# Divergence of a vector field

1. Problem: Consider vector field A##\left( \vec r \right) = \frac {\vec n} {(r^2+a^2)}## representing the electric field of a point charge, however, regularized by adding a in the denominator. Here ##\vec n = \frac {\vec r} r##. Calculate the divergence of this vector field. Show that in the limit a -> 0 the divergence becomes proportional to the δ-function.

## Homework Equations

∇⋅ = ## \frac \partial {\partial x} + \frac \partial {\partial y} + \frac \partial {\partial z}##

## The Attempt at a Solution

So it seemed pretty straight forward to me, but I feel like there's something fundamental that I'm not seeing.
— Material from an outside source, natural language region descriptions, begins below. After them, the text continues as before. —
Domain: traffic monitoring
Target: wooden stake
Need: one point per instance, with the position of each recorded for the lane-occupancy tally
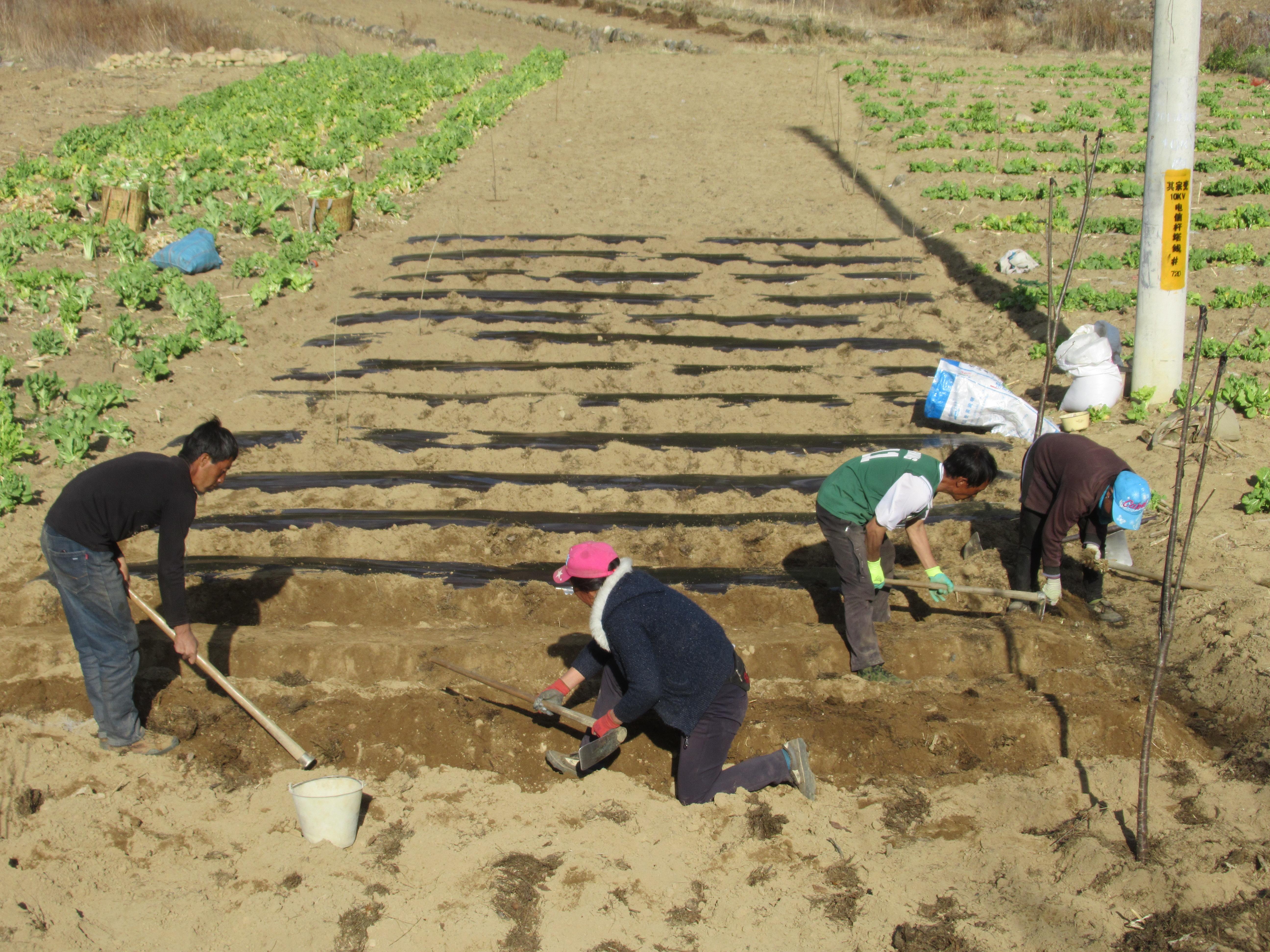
(130, 206)
(1169, 589)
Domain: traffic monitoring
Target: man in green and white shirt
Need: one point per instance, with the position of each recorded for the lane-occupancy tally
(876, 493)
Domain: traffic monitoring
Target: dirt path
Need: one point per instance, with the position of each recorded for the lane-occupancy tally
(448, 409)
##\vec r = \left( x, y, z\right)##

##r = \sqrt {x^2 + y^2 + z^2}##

∇⋅A## \left( \vec r \right) = {\frac \partial {\partial x}} \frac x {\left( x^2 + y^2 + z^2\right)^{1/2} \left( x^2 + y^2 + z^2 + a^2 \right)} + {\frac \partial {\partial y}} \frac y {\left( x^2 + y^2 + z^2\right)^{1/2} \left( x^2 + y^2 + z^2 + a^2 \right)} + {\frac \partial {\partial z}} \frac z {\left( x^2 + y^2 + z^2\right)^{1/2} \left( x^2 + y^2 + z^2 + a^2 \right)} ##

I don't have any trouble with the computation, rather I feel like I didn't set this up correctly. Can anyone confirm if I'm moving in the right direction? Thanks!

## Answers and Replies

member 587159
What you wrote is completely correct. At first sight, calculating this looks like a lot of work, but once you realise how symmetrical the expression you wrote down is, you can easily conclude that it suffices to calculate one of the three derivatives.

Awesome, guess I'll start plodding away. And I guess just to make sure, for the second part, all I would need to do is set a = 0, integrate over all space, and confirm it equals 1?